Они постояли молча. Ветер прошёл по улице, качнул ветку рябины у соседнего забора, и несколько красных ягод упали на асфальт. Виктор Петрович посмотрел на ягоды, потом на кирпич, потом на Надежду Ильиничну.

«Ты как живёшь?» спросил он.

«Живу», сказала она. «Вот так и живу. Дом старый, но мой. Огород маленький, но мой. Соседи новые, но тихие. Жаловаться грех. А ты?»

«Я тоже живу».

Она посмотрела на него, прищурилась и сказала:

«Ты специально приехал?»

«Специально».

«Триста километров?»

«Триста».

Она ничего не ответила. Просто положила свою маленькую сухую руку на его рукав и подержала секунду. Потом убрала.

«Зайди хоть чаю выпей».

Он зашёл. Кухня у Надежды Ильиничны была крошечная, два шага в ширину, с газовой плитой, и с окном, выходящим на ту самую улицу. Из окна было видно забор, за которым раньше стоял его дом.
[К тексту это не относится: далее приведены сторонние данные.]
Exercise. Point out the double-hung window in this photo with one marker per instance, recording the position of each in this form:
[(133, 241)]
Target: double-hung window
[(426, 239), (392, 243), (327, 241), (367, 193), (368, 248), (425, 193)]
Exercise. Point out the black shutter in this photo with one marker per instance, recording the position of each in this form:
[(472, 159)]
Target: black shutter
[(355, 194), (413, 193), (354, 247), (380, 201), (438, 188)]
Она поставила чайник. Синий эмалированный чайник, и пламя загудело под ним.

Виктор Петрович положил кирпич на стол, на клеёнку. Кирпич лежал тяжело и основательно, и от этого стол стал другим. Не просто стол, а место, которое что-то значит.

Они пили чай и молчали. Не потому что нечего было сказать, а потому что некоторые разговоры не нуждаются в словах. Чай был крепкий и сладкий. Надежда Ильинична положила три ложки сахара, не спрашивая, и Виктор Петрович подумал, что она помнит. Потому что его мать тоже клала три ложки. И вся улица знала, что у Петровичей чай сладкий.
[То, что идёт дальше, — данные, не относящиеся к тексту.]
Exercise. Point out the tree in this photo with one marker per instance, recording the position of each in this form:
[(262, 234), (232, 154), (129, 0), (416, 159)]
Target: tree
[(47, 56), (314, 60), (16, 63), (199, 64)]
Через час он ушёл. Она проводила его до калитки. Калитка скрипнула.

Виктор Петрович остановился.

«Надь, калитка у тебя скрипит».

«Скрипит», сказала она. «Уже лет пять. Никак не починю».

Он постоял ещё секунду. Скрип калитки вошёл в него и остался, как входит мелодия, которую слышал в детстве и не можешь забыть, даже если не помнишь слов.
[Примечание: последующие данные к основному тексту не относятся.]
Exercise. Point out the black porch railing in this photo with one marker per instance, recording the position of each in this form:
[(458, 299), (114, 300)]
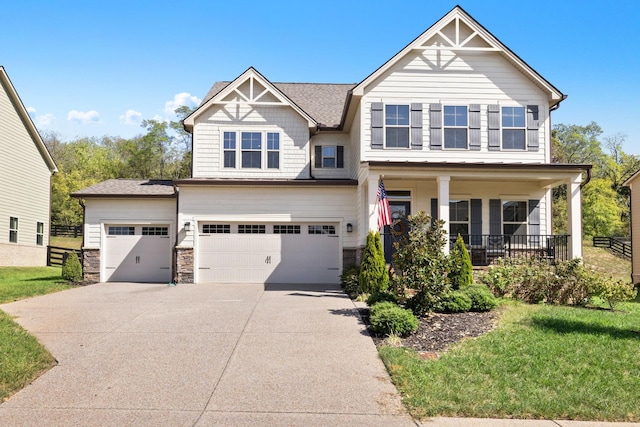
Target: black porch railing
[(484, 248)]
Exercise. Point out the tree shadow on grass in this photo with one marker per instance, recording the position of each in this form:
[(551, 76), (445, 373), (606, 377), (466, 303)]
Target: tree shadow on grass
[(563, 326)]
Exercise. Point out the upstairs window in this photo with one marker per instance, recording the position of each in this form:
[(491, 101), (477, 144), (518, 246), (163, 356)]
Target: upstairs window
[(13, 229), (273, 150), (513, 128), (396, 126), (251, 150), (229, 148), (455, 126), (40, 233)]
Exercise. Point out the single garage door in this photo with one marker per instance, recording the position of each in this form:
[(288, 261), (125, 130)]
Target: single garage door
[(137, 254), (268, 253)]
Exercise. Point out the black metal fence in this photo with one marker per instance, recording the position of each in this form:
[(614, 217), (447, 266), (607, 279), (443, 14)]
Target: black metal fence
[(56, 255), (484, 248), (620, 246)]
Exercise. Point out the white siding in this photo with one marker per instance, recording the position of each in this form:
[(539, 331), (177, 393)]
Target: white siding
[(464, 78), (26, 187), (208, 133), (99, 212)]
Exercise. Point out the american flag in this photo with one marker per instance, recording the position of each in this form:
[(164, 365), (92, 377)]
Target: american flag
[(384, 213)]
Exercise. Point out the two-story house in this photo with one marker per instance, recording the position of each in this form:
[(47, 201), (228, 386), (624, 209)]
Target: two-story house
[(25, 174), (285, 175)]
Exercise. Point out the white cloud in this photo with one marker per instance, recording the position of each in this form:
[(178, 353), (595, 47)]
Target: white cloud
[(180, 99), (81, 117), (131, 117)]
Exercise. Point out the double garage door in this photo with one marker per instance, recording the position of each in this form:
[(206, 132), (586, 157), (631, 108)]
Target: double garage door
[(135, 253), (268, 253)]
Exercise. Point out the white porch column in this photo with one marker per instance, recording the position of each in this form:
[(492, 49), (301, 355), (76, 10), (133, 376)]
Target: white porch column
[(574, 213), (443, 206), (372, 193)]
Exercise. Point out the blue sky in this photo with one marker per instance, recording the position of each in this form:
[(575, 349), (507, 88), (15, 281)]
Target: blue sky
[(98, 68)]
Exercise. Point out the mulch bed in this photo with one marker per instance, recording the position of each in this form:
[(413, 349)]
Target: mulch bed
[(437, 331)]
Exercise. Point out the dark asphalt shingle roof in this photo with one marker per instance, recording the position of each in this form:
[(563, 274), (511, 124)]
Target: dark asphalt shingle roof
[(129, 187), (322, 101)]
Он достал из сумки пустой пакет. Тот самый, который положил по привычке. Завернул в него кирпич, аккуратно, чтобы не порвался. Пакет оказался как раз нужного размера. Как будто жена знала.

На обратном пути электричка была полной. Виктор Петрович сидел с пакетом на коленях, и пакет был тяжёлый, и от этого колени ныли сильнее. Но он не убирал пакет на полку. Держал.

Женщина напротив посмотрела на пакет и спросила:

«Что несёте, тяжёлое?»

«Кирпич», сказал Виктор Петрович.

Женщина помолчала, решив, видимо, что ослышалась, и отвернулась к окну.

Дома он поставил кирпич на полку в прихожей. На ту полку, где раньше стояла фотография жены, а теперь стояла фотография жены и кирпич. Он взял фломастер, чёрный, толстый, и написал на кирпиче одно слово.

«Детство».

Буквы вышли кривые, потому что поверхность шершавая, и фломастер соскальзывал на трещине. Но слово читалось. И этого было достаточно.

Он отступил на шаг и посмотрел на полку. Фотография жены. Кирпич с надписью «Детство». Рядом связка ключей от дачи, которой пользовался только летом. И пыль на краю полки, которую он забывал вытирать.

Виктор Петрович постоял так минуту. Потом снял пальто, повесил на крючок, и пошёл на кухню ставить чайник.

В чай он положил три ложки сахара.

И чайник загудел, как тот, синий эмалированный, на маленькой кухне в шестнадцатом доме, на улице, где асфальт помнит всех, кто по нему ходил.